In 1984, to validate the concept, a radically new development methodology was utilized for an experimental endeavor of the time called "Small Business Incubation." Texas had it's first business incubator and that incubator wasn't doing well. And this was, ah, Texas, you know? Consequently, a collaborative team consisting of "best and brightest" personnel from the SBA, the SBDC, SCA, SCORE, several economic development corporations, community colleges, universities and chambers of commerce agreed to create, test and implement a structured development methodology for that business incubator and, when successful, have it serve as the platform for future incubator development in Texas.

As you probably know, Dear Reader, the fundamental process for a structured development methodology is to first identify, quantify and utilize the resources available, then to define the intended results as a measurable output and finally, to determine the procedure to achieve those desired results using the available resources.

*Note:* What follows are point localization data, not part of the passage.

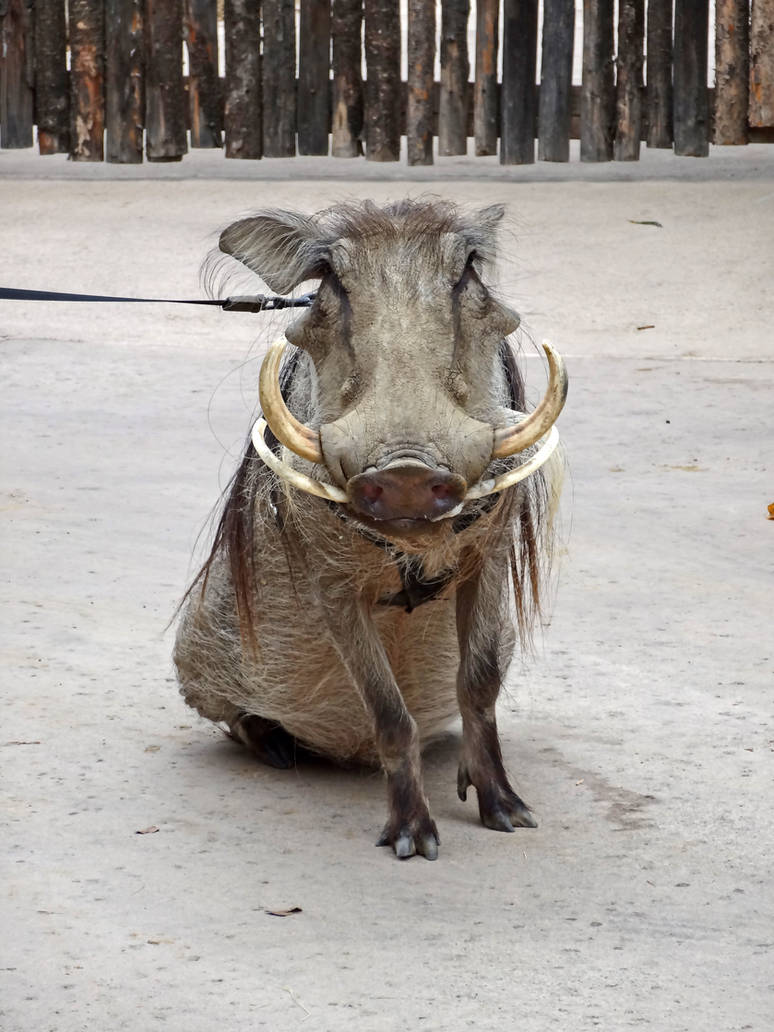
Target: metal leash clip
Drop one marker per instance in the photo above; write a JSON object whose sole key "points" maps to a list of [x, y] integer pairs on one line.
{"points": [[259, 302]]}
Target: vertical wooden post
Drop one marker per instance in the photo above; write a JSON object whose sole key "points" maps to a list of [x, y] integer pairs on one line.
{"points": [[556, 81], [124, 81], [383, 81], [421, 53], [732, 71], [762, 64], [314, 76], [203, 83], [52, 83], [279, 78], [629, 87], [243, 108], [690, 97], [87, 79], [598, 97], [165, 99], [518, 98], [347, 118], [15, 74], [659, 73], [485, 107], [452, 130]]}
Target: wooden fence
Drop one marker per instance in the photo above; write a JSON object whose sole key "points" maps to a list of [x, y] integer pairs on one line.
{"points": [[104, 78]]}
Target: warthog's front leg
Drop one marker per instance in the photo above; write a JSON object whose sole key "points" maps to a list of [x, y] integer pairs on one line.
{"points": [[410, 828], [479, 682]]}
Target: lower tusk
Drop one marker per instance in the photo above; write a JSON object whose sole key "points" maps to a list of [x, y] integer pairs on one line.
{"points": [[293, 477], [493, 485]]}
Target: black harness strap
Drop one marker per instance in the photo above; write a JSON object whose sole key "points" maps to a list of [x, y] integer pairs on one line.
{"points": [[252, 302]]}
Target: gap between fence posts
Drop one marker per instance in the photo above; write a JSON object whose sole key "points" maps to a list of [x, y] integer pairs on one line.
{"points": [[347, 105], [629, 85], [52, 85], [243, 106], [598, 96], [556, 81], [659, 73], [420, 86], [518, 109], [124, 81], [204, 104], [382, 113], [455, 67], [485, 102], [690, 103]]}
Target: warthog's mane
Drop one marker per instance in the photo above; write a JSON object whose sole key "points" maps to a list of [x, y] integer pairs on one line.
{"points": [[519, 523], [418, 223]]}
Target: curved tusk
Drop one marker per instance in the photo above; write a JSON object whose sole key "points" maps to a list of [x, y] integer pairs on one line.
{"points": [[493, 485], [496, 484], [510, 440], [285, 426], [299, 480]]}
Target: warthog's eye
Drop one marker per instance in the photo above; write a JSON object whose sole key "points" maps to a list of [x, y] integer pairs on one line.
{"points": [[349, 389], [469, 272], [457, 386]]}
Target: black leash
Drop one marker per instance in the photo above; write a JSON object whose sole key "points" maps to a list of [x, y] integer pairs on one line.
{"points": [[250, 302]]}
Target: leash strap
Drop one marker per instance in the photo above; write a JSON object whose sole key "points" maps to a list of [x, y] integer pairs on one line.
{"points": [[249, 302]]}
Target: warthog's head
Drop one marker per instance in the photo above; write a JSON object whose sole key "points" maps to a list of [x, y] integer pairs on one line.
{"points": [[411, 397]]}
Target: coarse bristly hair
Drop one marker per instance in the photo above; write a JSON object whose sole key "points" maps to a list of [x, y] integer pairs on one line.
{"points": [[519, 520]]}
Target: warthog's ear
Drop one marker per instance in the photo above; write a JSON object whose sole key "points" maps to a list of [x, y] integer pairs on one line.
{"points": [[283, 248], [481, 233]]}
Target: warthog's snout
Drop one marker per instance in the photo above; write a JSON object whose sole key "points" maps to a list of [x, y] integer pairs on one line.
{"points": [[406, 490]]}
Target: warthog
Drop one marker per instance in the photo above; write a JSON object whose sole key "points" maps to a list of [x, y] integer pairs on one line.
{"points": [[388, 512]]}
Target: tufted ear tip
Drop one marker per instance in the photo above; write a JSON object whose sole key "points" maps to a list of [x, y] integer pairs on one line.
{"points": [[283, 248]]}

The team rapidly agreed on available resources, yet had some very pronounced difficulties in reaching consensus on measurable output, with one side (primarily and not exclusively business owners) saying the growth of the incubator client companies should be the measurable output and the other side (primarily SBDC personnel and exclusively without business ownership experience) saying the output should be additional funding for the incubator and the team. Since no agreement was obtainable regarding output, the team amiably split into two groups: "client company growth" and "increased funding." The client company growth team started a second business incubator in Texas, which remains in operation to this day.

The increased funding team focused on the existing incubator, which ceased operation after several years and numerous infusions of additional funding. Why? It couldn't grow its client companies. It could only grow staff to obtain more funding. Unfortunately, the "increased funding" team continued to apply that model to several other new incubators it founded in Texas and, because of its SBA and SBDC connections, across the United States, which, predictably, also failed. It was most disheartening for the team that validated the methodology (which actually grew client companies) to watch the team with the flawed approach continue to obtain funding and produce one failure after another.

Regrettably, there still exists the mindset that perpetuates itself by making its only measurable result increased funding, so it can increase staff to obtain more funding, so it can add staff, add funding, more staff, more funding. Get the picture?

The model of the successful methodology designed to accelerate and measure business growth of client companies resulted in the second incubator in Texas becoming Texas' oldest.